Che idea si è fatto dei rapitori? «Sono persone molto violente e determinate, il loro modello è quello dell’Isis e penso che sull’isola di Mindanao ci saranno altri spargimenti di sangue in futuro. Il mio sequestro è stato fatto con una motivazione religiosa, perché pensavano che fossi ancora un missionario. Mi dicevano “sei venuto a combatterci e noi ti abbiamo preso, aspettati un processo e un’esecuzione“. Fin dal primo minuto ho capito che era un motivo ben diverso da quello che aveva portato al sequestro di altri ostaggi, che sono stati presi per il riscatto».

Al di là della gioia per la liberazione, questa esperienza ha lasciato un trauma? «A volte ho dei flashback, mi sento osservato e ho un po’ di timore nell’affrontare le serate quando sono da solo. Ho voglia di ricominciare, cerco le relazioni con gli altri, cerco di stare con persone che mi raccontano la loro giornata.

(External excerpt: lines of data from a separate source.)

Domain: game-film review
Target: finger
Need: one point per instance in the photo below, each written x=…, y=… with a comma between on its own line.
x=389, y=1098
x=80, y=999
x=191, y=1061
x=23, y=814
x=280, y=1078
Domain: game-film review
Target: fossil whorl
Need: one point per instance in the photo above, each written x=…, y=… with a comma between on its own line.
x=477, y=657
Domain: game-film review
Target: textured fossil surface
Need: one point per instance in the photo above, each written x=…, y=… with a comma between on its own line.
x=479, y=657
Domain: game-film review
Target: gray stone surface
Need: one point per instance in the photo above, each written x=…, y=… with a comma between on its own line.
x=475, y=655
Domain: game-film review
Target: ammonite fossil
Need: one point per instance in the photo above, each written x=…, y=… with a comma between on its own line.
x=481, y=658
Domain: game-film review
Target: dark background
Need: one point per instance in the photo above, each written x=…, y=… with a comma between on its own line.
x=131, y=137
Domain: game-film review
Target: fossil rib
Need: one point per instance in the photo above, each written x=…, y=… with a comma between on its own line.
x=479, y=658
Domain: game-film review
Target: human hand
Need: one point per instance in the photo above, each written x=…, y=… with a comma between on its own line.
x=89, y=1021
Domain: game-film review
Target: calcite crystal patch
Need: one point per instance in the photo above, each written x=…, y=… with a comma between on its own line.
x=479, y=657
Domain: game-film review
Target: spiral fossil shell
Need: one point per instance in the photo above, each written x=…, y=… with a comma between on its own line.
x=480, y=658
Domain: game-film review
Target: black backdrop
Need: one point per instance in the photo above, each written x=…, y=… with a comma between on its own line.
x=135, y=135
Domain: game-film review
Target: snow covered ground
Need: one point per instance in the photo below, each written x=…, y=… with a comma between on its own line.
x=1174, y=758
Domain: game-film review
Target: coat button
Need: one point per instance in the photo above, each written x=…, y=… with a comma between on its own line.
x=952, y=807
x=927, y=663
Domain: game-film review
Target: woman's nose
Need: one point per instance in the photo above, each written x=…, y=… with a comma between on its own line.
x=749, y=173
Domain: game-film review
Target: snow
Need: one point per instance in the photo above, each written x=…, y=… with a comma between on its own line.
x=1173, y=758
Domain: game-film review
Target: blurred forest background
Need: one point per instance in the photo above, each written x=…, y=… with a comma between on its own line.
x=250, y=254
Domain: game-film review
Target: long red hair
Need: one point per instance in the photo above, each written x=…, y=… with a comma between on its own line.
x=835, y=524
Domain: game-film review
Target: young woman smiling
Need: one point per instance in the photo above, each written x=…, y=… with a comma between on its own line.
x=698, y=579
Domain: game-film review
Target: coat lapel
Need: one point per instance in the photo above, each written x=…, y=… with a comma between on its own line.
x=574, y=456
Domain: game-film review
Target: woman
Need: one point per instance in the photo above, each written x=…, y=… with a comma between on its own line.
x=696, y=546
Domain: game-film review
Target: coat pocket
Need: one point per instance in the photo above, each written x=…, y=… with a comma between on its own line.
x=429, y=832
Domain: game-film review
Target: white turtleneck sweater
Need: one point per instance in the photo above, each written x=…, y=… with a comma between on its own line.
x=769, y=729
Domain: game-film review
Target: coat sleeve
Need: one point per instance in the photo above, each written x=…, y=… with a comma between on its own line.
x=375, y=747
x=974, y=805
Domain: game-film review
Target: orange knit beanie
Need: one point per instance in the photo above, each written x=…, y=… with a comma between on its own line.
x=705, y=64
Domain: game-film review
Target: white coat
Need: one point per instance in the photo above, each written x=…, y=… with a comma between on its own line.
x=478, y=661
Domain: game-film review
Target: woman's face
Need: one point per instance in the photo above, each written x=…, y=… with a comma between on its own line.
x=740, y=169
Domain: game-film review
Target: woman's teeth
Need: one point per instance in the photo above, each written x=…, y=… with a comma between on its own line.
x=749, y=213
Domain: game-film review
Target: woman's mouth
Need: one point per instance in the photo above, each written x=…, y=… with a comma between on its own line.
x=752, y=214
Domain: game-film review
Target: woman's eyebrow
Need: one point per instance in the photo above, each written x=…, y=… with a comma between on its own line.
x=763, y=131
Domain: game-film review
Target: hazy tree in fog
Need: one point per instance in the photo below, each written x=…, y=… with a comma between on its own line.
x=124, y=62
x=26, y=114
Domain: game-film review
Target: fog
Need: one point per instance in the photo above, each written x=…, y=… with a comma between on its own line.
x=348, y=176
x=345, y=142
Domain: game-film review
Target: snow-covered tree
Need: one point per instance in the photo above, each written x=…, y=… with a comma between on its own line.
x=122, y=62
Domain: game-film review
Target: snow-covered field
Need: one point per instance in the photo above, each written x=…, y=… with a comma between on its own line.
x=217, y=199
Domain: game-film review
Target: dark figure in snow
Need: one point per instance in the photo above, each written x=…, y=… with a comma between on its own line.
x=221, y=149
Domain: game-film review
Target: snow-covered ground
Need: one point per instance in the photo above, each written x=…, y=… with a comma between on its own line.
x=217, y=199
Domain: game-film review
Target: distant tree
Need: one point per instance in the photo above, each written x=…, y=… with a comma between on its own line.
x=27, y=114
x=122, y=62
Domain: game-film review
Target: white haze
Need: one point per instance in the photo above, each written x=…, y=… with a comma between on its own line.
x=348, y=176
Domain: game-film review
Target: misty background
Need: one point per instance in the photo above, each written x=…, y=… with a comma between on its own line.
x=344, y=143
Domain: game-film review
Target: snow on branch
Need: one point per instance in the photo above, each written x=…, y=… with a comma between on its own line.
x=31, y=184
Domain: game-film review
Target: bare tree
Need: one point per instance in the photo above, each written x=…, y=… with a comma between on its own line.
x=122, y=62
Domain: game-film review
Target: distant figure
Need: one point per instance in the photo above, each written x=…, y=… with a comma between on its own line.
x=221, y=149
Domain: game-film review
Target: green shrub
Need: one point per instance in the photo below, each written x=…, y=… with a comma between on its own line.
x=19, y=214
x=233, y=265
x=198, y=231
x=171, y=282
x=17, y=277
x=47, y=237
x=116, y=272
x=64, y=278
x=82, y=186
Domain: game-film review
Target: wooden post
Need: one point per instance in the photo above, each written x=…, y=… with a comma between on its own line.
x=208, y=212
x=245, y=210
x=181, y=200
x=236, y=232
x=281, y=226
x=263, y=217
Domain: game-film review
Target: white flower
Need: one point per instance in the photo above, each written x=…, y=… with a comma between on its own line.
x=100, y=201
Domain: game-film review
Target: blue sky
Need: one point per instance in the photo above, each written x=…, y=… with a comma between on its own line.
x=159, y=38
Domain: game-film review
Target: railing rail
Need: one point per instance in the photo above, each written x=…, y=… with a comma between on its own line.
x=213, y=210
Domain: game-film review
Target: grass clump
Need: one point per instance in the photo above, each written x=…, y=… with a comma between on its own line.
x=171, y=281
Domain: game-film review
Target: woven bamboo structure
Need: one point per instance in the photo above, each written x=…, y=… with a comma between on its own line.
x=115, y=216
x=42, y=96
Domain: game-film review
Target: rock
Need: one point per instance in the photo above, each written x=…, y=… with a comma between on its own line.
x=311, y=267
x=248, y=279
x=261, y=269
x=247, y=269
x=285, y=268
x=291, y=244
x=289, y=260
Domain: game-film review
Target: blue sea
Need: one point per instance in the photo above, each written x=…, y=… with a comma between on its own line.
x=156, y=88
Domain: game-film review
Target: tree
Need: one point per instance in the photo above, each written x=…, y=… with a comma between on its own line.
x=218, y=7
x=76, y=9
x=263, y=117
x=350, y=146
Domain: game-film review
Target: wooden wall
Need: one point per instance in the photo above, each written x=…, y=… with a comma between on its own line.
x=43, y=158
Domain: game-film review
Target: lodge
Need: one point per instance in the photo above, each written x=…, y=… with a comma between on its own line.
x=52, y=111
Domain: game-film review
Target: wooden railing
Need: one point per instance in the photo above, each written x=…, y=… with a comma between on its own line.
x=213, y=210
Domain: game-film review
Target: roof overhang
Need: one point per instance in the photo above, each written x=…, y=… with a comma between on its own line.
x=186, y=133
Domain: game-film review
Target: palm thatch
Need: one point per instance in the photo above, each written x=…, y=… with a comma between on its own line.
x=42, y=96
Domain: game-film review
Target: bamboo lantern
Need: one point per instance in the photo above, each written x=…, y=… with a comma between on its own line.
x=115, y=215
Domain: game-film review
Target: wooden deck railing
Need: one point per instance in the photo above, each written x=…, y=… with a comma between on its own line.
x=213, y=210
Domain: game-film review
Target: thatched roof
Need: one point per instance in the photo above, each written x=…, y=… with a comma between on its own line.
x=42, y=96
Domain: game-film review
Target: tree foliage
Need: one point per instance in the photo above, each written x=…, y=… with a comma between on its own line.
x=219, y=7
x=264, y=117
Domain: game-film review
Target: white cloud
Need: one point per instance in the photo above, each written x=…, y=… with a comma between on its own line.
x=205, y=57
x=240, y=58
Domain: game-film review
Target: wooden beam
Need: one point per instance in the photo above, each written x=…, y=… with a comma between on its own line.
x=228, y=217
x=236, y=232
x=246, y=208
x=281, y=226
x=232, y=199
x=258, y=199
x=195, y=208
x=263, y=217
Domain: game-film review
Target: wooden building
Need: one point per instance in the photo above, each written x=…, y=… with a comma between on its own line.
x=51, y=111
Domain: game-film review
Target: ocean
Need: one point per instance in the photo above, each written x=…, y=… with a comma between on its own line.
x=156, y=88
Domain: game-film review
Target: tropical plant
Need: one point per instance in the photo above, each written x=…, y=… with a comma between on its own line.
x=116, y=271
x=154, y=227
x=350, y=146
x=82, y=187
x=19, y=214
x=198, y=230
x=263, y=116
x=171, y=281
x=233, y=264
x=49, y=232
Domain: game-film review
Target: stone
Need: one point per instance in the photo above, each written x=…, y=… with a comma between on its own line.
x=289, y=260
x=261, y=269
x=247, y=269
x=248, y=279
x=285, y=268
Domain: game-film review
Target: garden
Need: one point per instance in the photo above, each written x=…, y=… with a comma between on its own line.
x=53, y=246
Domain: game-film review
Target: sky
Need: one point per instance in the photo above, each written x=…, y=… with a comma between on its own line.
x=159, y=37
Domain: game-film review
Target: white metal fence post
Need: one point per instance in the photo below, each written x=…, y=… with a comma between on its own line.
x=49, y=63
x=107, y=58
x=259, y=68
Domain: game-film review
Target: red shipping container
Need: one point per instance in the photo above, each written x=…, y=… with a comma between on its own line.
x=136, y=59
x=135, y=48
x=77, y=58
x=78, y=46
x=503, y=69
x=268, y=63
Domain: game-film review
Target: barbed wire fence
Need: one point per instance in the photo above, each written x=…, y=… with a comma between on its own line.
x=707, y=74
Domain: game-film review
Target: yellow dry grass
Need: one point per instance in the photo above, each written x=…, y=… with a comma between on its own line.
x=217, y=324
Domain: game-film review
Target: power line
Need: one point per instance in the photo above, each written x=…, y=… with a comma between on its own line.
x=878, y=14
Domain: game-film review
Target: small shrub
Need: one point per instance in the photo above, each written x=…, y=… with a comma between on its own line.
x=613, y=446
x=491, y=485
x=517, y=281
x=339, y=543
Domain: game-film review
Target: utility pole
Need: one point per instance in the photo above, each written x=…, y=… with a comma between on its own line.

Mi fa sentire ancora parte della vita».

Ha pensato di lasciare le Filippine? «La mia vita è lì, ho bisogno di lavorare e a luglio tornerò nell’arcipelago. Le autorità mi hanno assicurato che sarò ben protetto ma dovrò trovare una sistemazione fuori dalla grande isola di Mindanao, che per me non è più sicura».